Rush Limbaugh has recently described the Independent Payment Advisory Board (IPAB) as a “death panel.” Another critic argues that IPAB’s “ultimate function will be to serve as a lever with which to pry the entire health care industry from private hands,” while another sees IPAB culminating in “the slippery slope to a Canadian-style health system.” Who would have thought a 15-member board, appointed by the President, would have such power?
The truth about IPAB depends on whether you believe what is written on paper or instead take into account the messy politics of entitlements as they have played out since the inception of Medicare and Medicaid. On paper, IPAB is restricted to making recommendations to Congress regarding how to help Medicare provide better care at lower cost. Since Medicare alone accounts for nearly one-quarter of personal health care spending, this is not a trivial degree of authority. But as the White House Blog correctly observes: “IPAB is specifically prohibited by law from recommending any policies that ration care, raise taxes, increase premiums or cost-sharing, restrict benefits or modify who is eligible for Medicare.” Indeed, IPAB’s paper powers are so weak that CBO predicts it will not be required to produce any cost savings between now and 2021.
What IPAB is most likely to do to control costs and do what Congress has neglected for decades: cut provider payments.
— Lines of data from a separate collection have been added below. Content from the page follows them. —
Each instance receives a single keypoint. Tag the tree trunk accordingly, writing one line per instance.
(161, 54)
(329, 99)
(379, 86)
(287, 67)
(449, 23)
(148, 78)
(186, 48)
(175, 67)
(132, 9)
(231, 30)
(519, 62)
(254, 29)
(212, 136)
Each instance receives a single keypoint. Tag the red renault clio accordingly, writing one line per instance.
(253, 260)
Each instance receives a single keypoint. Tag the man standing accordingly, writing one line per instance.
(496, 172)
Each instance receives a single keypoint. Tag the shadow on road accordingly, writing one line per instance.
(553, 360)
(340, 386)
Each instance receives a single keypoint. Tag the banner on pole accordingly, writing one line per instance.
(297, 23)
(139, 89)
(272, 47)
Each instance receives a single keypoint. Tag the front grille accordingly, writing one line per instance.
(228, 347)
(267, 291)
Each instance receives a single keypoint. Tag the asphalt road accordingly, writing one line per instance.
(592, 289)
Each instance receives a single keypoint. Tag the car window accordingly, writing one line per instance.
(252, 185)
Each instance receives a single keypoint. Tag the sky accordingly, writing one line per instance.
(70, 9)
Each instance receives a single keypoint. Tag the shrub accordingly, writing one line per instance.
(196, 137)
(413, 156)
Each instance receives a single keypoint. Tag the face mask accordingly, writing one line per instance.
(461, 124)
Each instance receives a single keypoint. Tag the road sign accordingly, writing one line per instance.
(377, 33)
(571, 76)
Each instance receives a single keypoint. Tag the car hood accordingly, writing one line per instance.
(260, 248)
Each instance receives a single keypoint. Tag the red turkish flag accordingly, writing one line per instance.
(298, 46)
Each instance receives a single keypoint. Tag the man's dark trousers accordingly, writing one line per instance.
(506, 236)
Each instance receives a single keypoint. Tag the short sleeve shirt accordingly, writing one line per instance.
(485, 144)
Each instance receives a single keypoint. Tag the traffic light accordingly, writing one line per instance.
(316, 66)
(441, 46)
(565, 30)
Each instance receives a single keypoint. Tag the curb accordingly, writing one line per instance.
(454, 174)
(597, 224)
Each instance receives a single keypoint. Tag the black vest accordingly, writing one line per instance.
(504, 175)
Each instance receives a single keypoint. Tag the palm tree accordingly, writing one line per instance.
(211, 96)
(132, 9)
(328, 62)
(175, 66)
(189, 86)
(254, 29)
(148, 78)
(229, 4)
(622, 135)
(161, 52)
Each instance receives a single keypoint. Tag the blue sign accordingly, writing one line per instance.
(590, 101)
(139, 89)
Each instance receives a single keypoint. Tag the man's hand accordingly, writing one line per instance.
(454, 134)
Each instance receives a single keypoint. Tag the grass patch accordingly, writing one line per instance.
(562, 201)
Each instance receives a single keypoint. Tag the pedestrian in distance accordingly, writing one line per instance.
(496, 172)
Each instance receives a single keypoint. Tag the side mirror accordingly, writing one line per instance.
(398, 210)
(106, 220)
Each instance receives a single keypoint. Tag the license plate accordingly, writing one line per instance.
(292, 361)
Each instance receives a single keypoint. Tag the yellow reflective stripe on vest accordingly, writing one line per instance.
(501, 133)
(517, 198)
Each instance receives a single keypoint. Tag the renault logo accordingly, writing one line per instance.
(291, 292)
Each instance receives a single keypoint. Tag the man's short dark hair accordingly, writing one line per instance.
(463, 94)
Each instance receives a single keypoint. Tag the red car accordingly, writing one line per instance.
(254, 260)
This, in turn, will lead to reductions in access to care. Indeed today, seniors find it harder to find providers willing to take Medicare than 15 years ago and the IPAB has yet to even be appointed, much less issued its recommendations to Congress.
A decade ago, Congress failed to adopt a 30 percent reduction in physician fees codified in a statutory payment formula more. Due to politics, it kept kicking the can down the road (they refused to follow their own law). Yet this is exactly what IPAB was designed to achieve: to use experts to force Congress to do what it could not do politically.
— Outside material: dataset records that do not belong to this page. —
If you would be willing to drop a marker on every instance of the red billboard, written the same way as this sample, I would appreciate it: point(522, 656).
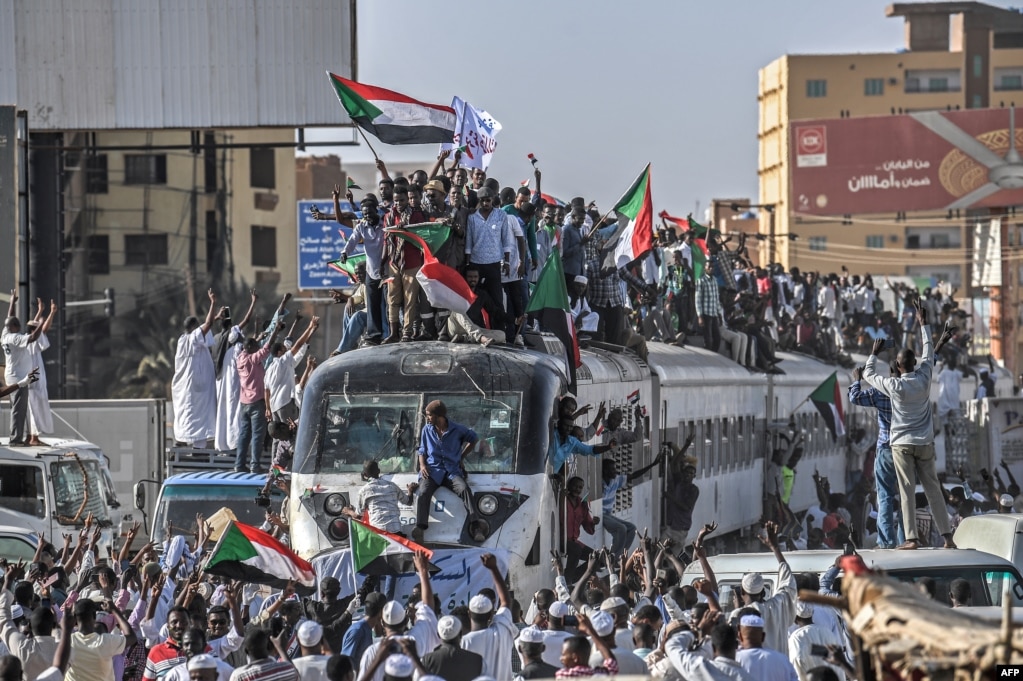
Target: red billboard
point(926, 161)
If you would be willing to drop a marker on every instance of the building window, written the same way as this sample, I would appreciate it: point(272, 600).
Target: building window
point(212, 240)
point(261, 168)
point(145, 248)
point(264, 245)
point(98, 248)
point(95, 174)
point(145, 169)
point(209, 163)
point(1011, 83)
point(817, 88)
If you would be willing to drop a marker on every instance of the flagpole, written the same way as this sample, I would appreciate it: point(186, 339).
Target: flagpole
point(357, 127)
point(798, 406)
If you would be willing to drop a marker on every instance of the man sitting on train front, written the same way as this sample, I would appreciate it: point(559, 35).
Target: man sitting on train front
point(443, 445)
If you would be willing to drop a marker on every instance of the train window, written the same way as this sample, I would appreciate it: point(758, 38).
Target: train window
point(360, 427)
point(495, 420)
point(710, 441)
point(724, 443)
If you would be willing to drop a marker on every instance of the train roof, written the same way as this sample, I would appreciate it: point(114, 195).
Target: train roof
point(698, 366)
point(228, 478)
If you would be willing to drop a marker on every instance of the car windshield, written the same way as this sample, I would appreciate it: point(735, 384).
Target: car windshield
point(179, 504)
point(71, 480)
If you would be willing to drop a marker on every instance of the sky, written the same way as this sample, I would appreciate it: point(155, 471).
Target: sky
point(596, 89)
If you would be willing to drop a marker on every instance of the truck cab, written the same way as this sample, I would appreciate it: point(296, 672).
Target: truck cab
point(183, 495)
point(51, 490)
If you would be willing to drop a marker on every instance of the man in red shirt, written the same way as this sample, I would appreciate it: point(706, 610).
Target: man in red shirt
point(403, 261)
point(252, 401)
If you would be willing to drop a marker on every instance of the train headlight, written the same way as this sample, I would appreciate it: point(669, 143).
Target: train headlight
point(334, 504)
point(338, 530)
point(487, 504)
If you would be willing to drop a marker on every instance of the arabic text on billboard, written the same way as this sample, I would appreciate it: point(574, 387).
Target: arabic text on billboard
point(926, 161)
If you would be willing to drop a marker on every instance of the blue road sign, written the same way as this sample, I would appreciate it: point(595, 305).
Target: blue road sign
point(320, 242)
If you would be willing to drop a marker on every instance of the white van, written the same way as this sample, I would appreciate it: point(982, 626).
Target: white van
point(987, 574)
point(998, 534)
point(51, 491)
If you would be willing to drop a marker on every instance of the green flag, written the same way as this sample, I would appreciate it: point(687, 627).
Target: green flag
point(349, 266)
point(434, 233)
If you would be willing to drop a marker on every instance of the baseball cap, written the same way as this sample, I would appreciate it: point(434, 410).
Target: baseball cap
point(480, 604)
point(448, 628)
point(603, 623)
point(399, 666)
point(613, 602)
point(558, 609)
point(753, 583)
point(394, 614)
point(310, 633)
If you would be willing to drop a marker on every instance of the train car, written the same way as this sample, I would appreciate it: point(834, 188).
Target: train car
point(368, 404)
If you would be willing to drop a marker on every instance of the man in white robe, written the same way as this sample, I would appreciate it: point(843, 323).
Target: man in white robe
point(40, 417)
point(193, 388)
point(226, 346)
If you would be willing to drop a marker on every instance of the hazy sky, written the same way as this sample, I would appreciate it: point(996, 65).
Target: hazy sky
point(595, 89)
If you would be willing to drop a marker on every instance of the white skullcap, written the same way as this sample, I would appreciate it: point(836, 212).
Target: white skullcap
point(531, 635)
point(558, 609)
point(754, 621)
point(480, 604)
point(202, 662)
point(394, 614)
point(448, 628)
point(399, 666)
point(310, 633)
point(603, 623)
point(753, 583)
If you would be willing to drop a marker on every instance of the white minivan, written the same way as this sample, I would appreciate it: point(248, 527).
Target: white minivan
point(987, 574)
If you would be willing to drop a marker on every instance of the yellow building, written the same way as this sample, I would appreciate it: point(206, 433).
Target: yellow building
point(157, 215)
point(958, 55)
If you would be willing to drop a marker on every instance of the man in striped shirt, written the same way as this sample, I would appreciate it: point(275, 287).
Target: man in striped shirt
point(488, 244)
point(709, 310)
point(889, 532)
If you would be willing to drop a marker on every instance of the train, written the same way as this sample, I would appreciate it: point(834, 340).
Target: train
point(368, 404)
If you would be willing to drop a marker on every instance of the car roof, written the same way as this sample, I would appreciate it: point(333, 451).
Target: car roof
point(14, 530)
point(217, 478)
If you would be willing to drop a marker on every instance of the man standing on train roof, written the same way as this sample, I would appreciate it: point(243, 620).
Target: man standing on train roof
point(443, 445)
point(913, 429)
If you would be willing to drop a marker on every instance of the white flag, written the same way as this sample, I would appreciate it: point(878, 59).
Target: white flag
point(457, 104)
point(477, 134)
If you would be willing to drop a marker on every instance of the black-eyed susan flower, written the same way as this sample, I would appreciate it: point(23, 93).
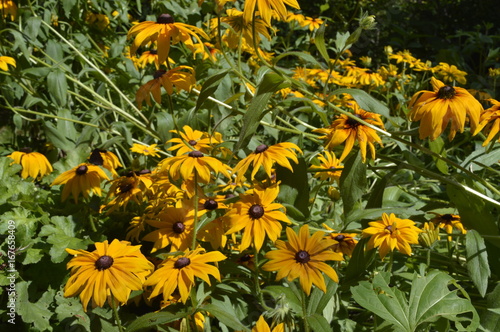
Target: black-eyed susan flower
point(257, 215)
point(84, 178)
point(146, 150)
point(391, 233)
point(266, 156)
point(348, 130)
point(110, 272)
point(329, 166)
point(165, 31)
point(448, 222)
point(190, 140)
point(435, 109)
point(185, 165)
point(262, 326)
point(179, 273)
point(344, 242)
point(34, 164)
point(490, 121)
point(267, 9)
point(303, 257)
point(175, 227)
point(5, 61)
point(182, 78)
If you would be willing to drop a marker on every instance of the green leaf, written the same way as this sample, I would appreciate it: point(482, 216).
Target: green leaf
point(153, 319)
point(319, 41)
point(58, 86)
point(477, 261)
point(436, 146)
point(37, 313)
point(352, 182)
point(271, 83)
point(365, 101)
point(430, 299)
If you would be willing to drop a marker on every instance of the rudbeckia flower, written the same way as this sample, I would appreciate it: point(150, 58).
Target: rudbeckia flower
point(258, 216)
point(165, 31)
point(303, 257)
point(84, 178)
point(110, 272)
point(6, 60)
point(448, 222)
point(266, 156)
point(151, 150)
point(444, 105)
point(344, 129)
point(185, 165)
point(181, 77)
point(330, 167)
point(267, 8)
point(490, 119)
point(391, 233)
point(34, 164)
point(179, 272)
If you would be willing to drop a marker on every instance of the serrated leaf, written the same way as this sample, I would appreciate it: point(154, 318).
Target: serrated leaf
point(477, 261)
point(270, 83)
point(352, 182)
So what would happen if IPAB succeeded where Congress could not? First, even the Medicare Payment Advisory Commission (MedPAC) — the panel of experts that currently advises Congress with voluntary recommendations –concedes that “fee cuts of that magnitude would be detrimental to beneficiary access to care.” But we don’t need to speculate on this score. Just this week, the Massachusetts Medical Society released its latest survey showing that less than half of family medicine doctors now accept new patients (compared to 70 percent in 2007 just before “Romneycare” was adopted). More worrisome is the vast difference between acceptance of Medicare and various flavors of Romneycare. Whereas 87 percent of family practitioners in Massachusetts currently accept Medicare, only 62 percent accept Medicaid, 56 percent accept Commonwealth Care (the heavily subsidized plan offered through the Connector to low-and middle-income individuals without insured and only 44 percent accept Commonwealth Choice(the unsubsidized plan provided through the Connector to uninsured adults above 300 percent of poverty).
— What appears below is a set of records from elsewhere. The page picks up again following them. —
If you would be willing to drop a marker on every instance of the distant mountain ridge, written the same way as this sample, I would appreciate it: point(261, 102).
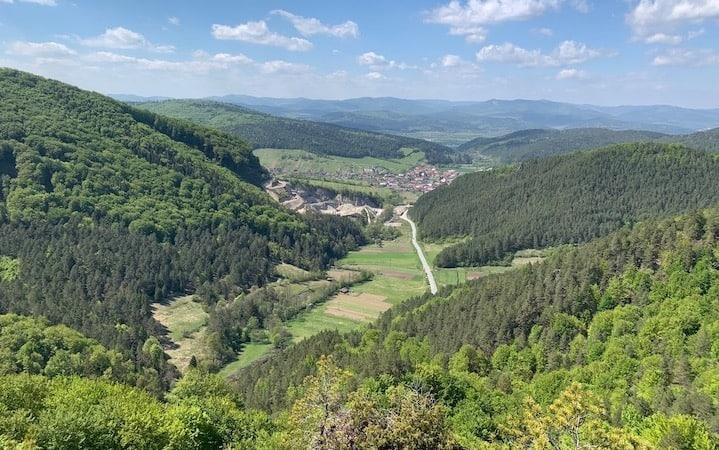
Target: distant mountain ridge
point(564, 199)
point(484, 118)
point(539, 143)
point(264, 130)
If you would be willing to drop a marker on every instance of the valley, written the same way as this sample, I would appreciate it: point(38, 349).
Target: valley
point(252, 273)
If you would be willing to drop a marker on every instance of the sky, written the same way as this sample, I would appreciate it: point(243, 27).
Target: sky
point(606, 52)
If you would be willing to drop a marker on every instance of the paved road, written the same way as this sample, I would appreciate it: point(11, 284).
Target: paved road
point(420, 253)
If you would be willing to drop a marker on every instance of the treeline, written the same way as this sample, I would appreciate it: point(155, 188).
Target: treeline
point(541, 143)
point(260, 316)
point(618, 334)
point(565, 199)
point(105, 209)
point(267, 131)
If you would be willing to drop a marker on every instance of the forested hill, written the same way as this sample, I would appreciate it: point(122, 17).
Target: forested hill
point(526, 144)
point(564, 199)
point(540, 143)
point(267, 131)
point(610, 345)
point(105, 209)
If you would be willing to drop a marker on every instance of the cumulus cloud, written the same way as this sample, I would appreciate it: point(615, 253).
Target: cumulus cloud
point(39, 49)
point(259, 33)
point(571, 74)
point(650, 18)
point(377, 62)
point(568, 52)
point(309, 26)
point(374, 76)
point(120, 38)
point(662, 38)
point(202, 63)
point(687, 57)
point(548, 32)
point(471, 18)
point(451, 61)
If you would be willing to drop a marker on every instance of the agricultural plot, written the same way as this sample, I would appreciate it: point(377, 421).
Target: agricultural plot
point(301, 162)
point(186, 321)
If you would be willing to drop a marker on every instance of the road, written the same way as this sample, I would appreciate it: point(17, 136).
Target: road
point(420, 253)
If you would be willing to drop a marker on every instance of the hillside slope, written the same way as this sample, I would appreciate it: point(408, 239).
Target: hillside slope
point(486, 118)
point(105, 209)
point(619, 334)
point(541, 143)
point(267, 131)
point(565, 199)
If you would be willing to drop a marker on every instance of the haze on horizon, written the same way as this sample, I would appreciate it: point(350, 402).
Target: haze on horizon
point(638, 52)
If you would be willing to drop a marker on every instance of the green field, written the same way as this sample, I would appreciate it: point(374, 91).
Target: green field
point(186, 321)
point(303, 163)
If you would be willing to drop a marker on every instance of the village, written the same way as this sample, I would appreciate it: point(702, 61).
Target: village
point(420, 179)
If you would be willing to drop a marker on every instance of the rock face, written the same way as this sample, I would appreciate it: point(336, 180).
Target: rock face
point(324, 201)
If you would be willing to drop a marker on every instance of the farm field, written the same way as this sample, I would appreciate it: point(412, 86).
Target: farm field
point(301, 162)
point(397, 276)
point(186, 321)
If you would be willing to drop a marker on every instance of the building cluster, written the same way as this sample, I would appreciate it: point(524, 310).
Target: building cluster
point(423, 178)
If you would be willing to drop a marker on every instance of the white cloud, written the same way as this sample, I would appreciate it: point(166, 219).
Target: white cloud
point(36, 2)
point(120, 38)
point(377, 62)
point(571, 74)
point(39, 49)
point(568, 52)
point(451, 61)
point(309, 26)
point(371, 59)
point(652, 17)
point(548, 32)
point(470, 18)
point(662, 38)
point(687, 57)
point(374, 76)
point(279, 66)
point(232, 59)
point(258, 33)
President Obama himself acknowledged the similarity between his plan and Massachusetts’ new healthcare law. Yet access to care for those obtaining coverage from a Connector that is nearly identical to a program in Obamacare is not only far worse than Medicare, but even worse than Medicaid.
Once IPAB is done with its cost-cutting why should anyone believe that access to Medicare will be any better than Massachusetts citizens have to Romneycare? Given that high-level White House officials have explicitly expressed interest in IPAB being extended to all health care while another key federal healthcare official has expressed a great fondness for NICE (the British version of IPAB which does have the power of a “death panel”) what does that bode for the rest of us?
Conover is a research scholar at the Center for Health Policy and Inequalities Research at Duke University.